Assessment 1: Jacque was right-handed and he executed this drawing the “right” way around (i.e. he didn’t work on it at any stage by turning the sheet to one side or upside down). My opinion that he is right-handed is based solely on the angle of the return strokes or zigzag lines tilting to the right. I also feel certain that the entire drawing was “done” with the top of the page always in the same position, because there is a downward pressure in the phrasing of the strokes.
Assessment 2: Jacque was a humble man and not given to being a controlling person. This personality trait is reflected in the fact that he has not underlined his signature—a hallmark of an overly confident person or narcissist—or added a full-stop after his signature—an arguable hallmark of person liable to be controlling. The extraordinary length of the “J” and “y” in the signature suggests to me that he wished to be more than he is (i.e. the length of these letters may indicate that he is creating a facade to hide his true identity).
Assessment 3: Jacque was an introvert. My reason to suggest this is based on the composition. What I mean by this is that introverted people tend to create pictorial barriers in their artworks designed to hinder viewers from conceptually “entering into” the pictorial depth of a scene. In this drawing such a pictorial barrier exists in the middle distance where Jacque has employed a screen of trees to create a partial barrier.

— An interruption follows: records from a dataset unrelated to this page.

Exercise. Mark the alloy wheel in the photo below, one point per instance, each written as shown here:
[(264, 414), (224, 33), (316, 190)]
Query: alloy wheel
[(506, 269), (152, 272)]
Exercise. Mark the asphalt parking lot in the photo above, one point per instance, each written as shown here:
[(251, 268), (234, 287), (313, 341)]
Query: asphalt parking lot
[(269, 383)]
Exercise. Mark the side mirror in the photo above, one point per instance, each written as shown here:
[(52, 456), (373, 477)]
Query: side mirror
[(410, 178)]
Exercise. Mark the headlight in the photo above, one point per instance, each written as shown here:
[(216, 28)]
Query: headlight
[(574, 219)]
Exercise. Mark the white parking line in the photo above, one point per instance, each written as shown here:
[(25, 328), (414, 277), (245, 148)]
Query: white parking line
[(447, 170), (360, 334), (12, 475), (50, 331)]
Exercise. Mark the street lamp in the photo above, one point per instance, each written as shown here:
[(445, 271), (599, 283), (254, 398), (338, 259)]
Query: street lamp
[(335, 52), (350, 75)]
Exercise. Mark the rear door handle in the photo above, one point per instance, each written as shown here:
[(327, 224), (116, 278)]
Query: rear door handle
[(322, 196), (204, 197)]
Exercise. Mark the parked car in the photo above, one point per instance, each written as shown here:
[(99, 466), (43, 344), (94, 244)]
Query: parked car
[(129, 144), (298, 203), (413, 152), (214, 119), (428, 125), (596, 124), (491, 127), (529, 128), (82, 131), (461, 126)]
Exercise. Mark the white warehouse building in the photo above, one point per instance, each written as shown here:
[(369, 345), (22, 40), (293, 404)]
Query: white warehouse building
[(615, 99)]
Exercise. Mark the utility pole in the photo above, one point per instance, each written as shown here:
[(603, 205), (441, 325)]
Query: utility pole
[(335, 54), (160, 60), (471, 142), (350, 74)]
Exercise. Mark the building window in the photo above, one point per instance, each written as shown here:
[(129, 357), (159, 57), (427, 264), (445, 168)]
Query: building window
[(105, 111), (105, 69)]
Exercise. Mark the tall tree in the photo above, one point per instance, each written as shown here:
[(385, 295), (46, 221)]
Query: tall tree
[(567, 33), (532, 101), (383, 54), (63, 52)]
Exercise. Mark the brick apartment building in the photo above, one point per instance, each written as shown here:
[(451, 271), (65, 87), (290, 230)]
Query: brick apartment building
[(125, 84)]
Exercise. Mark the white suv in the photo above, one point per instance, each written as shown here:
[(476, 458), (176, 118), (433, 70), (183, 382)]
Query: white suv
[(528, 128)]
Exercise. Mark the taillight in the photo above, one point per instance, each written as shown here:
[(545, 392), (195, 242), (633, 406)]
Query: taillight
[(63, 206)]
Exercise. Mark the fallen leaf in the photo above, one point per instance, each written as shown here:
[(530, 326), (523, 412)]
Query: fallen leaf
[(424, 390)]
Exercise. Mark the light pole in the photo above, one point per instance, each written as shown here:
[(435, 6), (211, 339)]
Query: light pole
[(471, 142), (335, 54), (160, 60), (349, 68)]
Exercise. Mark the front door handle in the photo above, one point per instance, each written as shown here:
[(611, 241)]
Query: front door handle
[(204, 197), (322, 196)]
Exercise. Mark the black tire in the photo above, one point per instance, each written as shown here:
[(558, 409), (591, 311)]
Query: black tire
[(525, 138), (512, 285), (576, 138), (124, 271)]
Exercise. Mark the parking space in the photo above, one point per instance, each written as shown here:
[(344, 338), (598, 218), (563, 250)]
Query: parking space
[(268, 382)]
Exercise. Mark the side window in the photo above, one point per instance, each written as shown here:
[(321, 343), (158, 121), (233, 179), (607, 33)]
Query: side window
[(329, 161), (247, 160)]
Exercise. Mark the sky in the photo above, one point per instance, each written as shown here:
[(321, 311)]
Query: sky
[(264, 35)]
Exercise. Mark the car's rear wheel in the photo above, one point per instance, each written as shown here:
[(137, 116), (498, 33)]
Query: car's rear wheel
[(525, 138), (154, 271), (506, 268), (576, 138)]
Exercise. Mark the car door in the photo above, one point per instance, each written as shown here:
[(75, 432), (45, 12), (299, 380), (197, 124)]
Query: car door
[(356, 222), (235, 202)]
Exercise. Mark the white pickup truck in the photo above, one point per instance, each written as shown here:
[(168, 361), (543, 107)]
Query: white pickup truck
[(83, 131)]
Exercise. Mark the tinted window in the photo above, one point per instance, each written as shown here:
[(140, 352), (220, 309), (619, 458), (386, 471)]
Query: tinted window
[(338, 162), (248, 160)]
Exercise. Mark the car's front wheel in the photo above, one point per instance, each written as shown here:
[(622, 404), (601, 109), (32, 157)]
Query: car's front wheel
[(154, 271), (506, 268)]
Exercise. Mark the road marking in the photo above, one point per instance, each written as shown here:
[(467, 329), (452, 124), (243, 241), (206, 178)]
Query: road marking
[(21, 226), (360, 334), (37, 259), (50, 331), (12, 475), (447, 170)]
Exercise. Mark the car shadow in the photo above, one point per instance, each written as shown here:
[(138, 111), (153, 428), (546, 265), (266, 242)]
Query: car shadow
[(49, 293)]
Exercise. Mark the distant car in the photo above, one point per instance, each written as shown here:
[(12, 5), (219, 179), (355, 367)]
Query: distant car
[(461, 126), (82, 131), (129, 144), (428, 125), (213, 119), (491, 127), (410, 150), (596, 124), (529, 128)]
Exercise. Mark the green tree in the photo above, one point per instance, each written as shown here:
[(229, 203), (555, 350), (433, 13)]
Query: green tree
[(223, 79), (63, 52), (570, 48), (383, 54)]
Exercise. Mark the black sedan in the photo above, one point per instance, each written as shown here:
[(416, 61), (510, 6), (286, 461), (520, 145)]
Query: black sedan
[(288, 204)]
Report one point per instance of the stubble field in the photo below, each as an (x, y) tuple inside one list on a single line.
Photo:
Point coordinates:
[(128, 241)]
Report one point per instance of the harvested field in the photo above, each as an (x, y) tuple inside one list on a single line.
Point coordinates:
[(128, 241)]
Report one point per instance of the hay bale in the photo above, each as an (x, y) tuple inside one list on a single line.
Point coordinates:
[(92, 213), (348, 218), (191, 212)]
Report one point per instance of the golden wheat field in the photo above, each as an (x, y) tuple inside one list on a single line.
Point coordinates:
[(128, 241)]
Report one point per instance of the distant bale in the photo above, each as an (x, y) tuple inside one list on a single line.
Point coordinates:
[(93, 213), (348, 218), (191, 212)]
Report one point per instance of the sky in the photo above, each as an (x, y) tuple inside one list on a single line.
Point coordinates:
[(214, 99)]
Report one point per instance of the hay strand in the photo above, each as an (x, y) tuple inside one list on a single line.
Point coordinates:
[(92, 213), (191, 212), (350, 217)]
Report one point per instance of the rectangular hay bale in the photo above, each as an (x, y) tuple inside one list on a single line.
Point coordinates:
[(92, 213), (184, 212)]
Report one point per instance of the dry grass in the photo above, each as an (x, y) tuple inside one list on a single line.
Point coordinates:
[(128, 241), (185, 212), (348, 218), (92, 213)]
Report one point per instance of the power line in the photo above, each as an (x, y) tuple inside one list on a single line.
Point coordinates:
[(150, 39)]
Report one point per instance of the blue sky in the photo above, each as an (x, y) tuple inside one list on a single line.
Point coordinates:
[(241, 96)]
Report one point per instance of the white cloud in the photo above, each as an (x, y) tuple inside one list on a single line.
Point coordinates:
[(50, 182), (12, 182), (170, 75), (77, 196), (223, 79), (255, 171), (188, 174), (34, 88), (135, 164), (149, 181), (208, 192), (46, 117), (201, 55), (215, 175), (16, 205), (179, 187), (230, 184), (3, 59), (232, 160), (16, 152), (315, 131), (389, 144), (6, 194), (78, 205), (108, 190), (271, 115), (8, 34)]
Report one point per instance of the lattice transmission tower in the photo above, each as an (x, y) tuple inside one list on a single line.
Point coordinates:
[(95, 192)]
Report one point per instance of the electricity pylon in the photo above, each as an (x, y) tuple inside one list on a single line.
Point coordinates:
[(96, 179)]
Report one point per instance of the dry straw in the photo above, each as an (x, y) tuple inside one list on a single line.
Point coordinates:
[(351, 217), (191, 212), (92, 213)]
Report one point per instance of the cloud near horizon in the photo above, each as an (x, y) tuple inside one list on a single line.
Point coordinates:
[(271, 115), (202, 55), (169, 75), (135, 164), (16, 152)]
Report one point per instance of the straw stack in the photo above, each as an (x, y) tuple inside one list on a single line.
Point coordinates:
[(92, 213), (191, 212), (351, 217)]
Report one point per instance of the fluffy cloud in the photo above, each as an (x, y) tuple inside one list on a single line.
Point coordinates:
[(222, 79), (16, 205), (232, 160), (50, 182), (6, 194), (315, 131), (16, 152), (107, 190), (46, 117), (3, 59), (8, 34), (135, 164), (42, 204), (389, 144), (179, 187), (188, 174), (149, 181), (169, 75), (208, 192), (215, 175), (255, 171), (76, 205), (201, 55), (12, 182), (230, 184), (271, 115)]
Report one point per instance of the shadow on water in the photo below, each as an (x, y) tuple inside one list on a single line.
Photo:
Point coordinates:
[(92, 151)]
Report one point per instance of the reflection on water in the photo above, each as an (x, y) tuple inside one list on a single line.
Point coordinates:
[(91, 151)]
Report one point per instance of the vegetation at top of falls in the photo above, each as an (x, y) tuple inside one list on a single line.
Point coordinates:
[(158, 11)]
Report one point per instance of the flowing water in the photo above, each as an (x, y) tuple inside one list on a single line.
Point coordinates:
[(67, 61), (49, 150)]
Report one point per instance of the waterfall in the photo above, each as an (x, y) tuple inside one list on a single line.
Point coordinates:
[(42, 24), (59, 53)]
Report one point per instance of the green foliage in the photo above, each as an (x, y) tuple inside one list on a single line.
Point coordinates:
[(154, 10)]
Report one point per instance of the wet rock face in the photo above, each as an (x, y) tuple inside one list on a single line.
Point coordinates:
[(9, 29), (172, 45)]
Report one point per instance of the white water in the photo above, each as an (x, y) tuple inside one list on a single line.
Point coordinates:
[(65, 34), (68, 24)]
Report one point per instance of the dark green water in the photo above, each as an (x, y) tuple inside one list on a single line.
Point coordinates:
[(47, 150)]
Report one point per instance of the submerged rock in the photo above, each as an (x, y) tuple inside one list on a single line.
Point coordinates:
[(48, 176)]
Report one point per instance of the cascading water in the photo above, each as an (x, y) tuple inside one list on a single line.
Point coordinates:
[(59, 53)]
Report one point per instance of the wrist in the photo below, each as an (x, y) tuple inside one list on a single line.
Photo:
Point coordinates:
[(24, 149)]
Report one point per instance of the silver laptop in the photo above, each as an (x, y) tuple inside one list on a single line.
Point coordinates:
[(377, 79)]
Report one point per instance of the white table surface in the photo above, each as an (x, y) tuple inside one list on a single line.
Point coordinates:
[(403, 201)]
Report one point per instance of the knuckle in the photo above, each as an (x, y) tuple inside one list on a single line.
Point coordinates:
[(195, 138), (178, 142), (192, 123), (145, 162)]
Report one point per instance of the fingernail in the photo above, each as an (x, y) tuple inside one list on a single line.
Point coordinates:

Assessment 4: Jacque was an emotionally balanced chap. I suspect that this is true as he has created an even proportional balance between the areas in the drawing that are heavily worked upon and areas where there is no line-work at all.
Assessment 5: This is a study is made from direct observation in the field. Although the line work carries all the attributes of a quick sketch made out in the field (perhaps near Écouen?), there is a secret to its execution that helps to confirm this: there are no figures or animals. I mention this shortfall as Nancy Mowll Mathews (1994), in “Mary Cassatt: A Life”, describes Mary Cassatt’s shock, horror and dismay when she discovered: “… that they [viz. Troyen, Breton, Millet, Rousseau, Corot and Jacque] neglected the figures in their composition—in fact, did not draw them from life” (p. 46).